Jarry has been the hotter hand of late, with three straight wins going into mop-up duty versus Vancouver, though he also couldn’t save the Penguins from their stinker Friday in Columbus. With two of their top four defensemen out long-term, the goaltending will have to step up.
That would especially help on the penalty kill, where the Penguins have fallen over the past few weeks at an alarming rate. Through Nov. 9, when Crosby left the game versus the Blackhawks, Pittsburgh was No. 3 in the league with an 87.5% success rate. Since Nov. 10, they’re No. 24 at 74.2%.
“I just think everybody’s got to be better,” Sullivan said. “We’ve got to keep fighting. We’ve got to rely on one another. I thought for most of the [Blues] game, we played a pretty good game. We had territory; we had scoring chances. We’ve got to fix the penalty kill, because it’s losing games for us right now. Our power play has to be better as well; we had a couple of opportunities [tonight] and we didn’t get the job done in those two scenarios. Our special teams have to improve on both sides; I think that will help our overall game. Five-on-five, for the most part, I thought we had a pretty solid effort.”
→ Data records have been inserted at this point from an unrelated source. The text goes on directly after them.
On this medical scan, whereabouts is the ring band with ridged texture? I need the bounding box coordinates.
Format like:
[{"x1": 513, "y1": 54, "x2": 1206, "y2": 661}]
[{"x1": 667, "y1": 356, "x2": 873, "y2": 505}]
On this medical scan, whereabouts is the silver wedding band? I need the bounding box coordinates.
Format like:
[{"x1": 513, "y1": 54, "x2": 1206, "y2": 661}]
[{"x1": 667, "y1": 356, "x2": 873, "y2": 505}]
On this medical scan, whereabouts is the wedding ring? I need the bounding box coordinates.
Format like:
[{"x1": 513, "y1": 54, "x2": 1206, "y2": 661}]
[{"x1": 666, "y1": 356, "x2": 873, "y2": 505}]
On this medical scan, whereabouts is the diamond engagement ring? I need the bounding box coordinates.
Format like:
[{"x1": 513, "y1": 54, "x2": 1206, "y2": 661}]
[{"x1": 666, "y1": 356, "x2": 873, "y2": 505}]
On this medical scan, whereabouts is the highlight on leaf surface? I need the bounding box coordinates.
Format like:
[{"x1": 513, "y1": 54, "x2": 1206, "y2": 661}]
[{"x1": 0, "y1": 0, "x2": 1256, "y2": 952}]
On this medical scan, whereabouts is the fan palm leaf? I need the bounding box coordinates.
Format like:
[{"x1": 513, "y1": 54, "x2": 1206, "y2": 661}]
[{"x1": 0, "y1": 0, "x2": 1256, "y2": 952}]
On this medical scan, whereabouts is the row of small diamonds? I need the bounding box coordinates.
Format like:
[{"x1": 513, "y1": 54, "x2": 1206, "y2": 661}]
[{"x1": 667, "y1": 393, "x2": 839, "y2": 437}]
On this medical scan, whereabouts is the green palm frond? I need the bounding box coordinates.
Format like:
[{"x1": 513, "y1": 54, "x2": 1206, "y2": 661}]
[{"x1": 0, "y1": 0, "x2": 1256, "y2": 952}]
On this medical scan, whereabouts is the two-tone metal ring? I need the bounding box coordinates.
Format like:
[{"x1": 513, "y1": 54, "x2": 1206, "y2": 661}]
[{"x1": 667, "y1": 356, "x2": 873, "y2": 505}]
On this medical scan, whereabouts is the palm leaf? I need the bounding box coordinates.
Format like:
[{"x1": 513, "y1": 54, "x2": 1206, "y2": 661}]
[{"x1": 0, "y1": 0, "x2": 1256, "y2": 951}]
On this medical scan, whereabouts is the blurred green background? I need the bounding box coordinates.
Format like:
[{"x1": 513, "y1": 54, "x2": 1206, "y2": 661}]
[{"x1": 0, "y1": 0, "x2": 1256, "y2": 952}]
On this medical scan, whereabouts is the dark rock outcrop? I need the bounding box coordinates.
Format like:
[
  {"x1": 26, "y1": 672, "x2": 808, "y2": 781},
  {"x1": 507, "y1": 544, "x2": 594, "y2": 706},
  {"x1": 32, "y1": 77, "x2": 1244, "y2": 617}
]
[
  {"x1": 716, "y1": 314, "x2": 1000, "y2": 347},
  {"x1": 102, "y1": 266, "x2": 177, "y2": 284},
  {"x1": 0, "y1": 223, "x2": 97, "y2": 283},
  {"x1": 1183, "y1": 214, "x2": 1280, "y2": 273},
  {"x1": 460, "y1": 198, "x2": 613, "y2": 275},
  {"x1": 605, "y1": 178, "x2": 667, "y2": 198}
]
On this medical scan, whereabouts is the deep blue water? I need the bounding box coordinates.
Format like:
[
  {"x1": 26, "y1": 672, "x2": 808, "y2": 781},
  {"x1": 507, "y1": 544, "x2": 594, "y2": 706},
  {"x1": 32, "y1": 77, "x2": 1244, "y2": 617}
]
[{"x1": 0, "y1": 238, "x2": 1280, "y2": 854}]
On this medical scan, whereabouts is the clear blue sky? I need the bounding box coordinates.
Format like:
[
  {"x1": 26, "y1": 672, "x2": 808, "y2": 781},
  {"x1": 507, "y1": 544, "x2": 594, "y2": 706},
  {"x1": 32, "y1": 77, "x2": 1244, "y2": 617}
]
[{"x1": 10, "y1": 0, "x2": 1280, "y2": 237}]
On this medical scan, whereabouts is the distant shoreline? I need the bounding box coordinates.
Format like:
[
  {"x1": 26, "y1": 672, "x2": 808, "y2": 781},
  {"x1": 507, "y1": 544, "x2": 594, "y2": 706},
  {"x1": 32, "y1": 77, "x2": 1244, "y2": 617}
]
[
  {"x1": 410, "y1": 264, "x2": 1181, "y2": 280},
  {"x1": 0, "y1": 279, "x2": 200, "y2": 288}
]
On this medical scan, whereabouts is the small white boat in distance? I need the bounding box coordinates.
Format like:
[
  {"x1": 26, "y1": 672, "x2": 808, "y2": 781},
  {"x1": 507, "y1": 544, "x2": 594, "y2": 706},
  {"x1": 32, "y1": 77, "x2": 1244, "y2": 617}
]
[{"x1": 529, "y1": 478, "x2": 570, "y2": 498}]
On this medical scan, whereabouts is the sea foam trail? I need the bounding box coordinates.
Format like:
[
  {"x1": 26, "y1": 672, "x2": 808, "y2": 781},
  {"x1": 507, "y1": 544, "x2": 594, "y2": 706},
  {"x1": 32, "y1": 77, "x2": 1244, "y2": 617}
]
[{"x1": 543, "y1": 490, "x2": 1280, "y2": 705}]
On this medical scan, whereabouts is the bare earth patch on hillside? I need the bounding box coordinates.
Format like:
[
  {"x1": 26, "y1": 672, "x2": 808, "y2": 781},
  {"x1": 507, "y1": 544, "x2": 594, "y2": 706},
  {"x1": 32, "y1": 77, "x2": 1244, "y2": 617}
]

When a team is facing this kind of injury toll, “effort” may simply be the key. The Penguins have prided themselves all year on being a hard team to play against, and that’s what they’ll look to draw on now.
“[The St. Louis game was] better than Columbus, but I still think those two games made us learn it doesn’t matter how much talent we have,” Letang said. “Those two teams work really hard, and they get the result.
“I think the recipe that we use all year is paying off so far. When you lose important guys like Sid, Dumo and Schultzy, sometimes you have to simplify your game and try to [win] one-goal games and stuff like that. I think we’ll be fine. We just have to regroup and stick to what we’ve been successful with.”